Root cause: HikariCP 3.4.2 HikariPool.java line 185 HikariCP 3.4.5 HikariPool.java line 186 if (poolEntry.isMarkedEvicted() || (elapsedMillis(poolEntry.lastAccessed, now) > aliveBypassWindowMs && !isConnectionAlive(poolEntry.connection)))
If the above condition is true, the connection will be removed. But it will never be removed because of the and condition (&&).
Did not test on dev branch. But we may face the same issue. See HikariPool.java line 170: if (poolEntry.isMarkedEvicted() || (elapsedMillis(poolEntry.lastAccessed, now) > aliveBypassWindowMs && isConnectionDead(poolEntry.connection)))

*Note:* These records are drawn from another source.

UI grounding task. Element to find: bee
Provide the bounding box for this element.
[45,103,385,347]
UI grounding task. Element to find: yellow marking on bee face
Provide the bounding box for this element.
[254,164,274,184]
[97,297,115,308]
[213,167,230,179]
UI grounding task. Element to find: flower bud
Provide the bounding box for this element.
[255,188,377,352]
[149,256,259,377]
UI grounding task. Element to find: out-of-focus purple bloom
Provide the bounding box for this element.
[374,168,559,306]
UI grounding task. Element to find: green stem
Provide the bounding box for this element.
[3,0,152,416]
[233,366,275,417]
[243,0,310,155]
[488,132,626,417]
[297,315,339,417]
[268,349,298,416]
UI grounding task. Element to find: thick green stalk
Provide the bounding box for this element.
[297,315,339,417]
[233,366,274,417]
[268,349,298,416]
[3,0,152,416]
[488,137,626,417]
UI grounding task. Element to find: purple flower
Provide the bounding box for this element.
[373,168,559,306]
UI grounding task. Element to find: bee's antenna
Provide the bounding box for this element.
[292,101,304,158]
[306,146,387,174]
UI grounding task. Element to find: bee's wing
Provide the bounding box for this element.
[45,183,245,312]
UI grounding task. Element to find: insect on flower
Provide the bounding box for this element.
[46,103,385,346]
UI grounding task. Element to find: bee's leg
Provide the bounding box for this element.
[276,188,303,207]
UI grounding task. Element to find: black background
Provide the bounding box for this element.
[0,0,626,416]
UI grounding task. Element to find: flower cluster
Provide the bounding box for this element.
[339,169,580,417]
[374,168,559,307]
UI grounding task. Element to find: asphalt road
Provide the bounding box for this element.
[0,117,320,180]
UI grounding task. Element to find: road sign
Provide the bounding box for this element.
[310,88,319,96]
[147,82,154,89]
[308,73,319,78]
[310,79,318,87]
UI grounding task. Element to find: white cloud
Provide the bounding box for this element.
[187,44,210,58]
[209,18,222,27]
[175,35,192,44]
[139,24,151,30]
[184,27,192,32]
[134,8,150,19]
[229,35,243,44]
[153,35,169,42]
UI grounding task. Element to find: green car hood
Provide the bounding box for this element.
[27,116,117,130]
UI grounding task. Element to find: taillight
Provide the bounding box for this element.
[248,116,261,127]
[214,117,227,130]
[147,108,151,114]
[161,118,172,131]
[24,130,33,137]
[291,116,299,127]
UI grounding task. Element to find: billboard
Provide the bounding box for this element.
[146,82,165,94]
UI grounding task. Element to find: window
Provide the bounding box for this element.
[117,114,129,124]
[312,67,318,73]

The above and condition (&&) can cause issues.
Possible solution: For HikariCP 3.4.2 and HikariCP 3.4.5 (Did not try other versions): if (poolEntry.isMarkedEvicted() || elapsedMillis(poolEntry.lastAccessed, now) > aliveBypassWindowMs || !isConnectionAlive(poolEntry.connection))
For DEV branch: if (poolEntry.isMarkedEvicted() || elapsedMillis(poolEntry.lastAccessed, now) > aliveBypassWindowMs || isConnectionDead(poolEntry.connection))
Thanks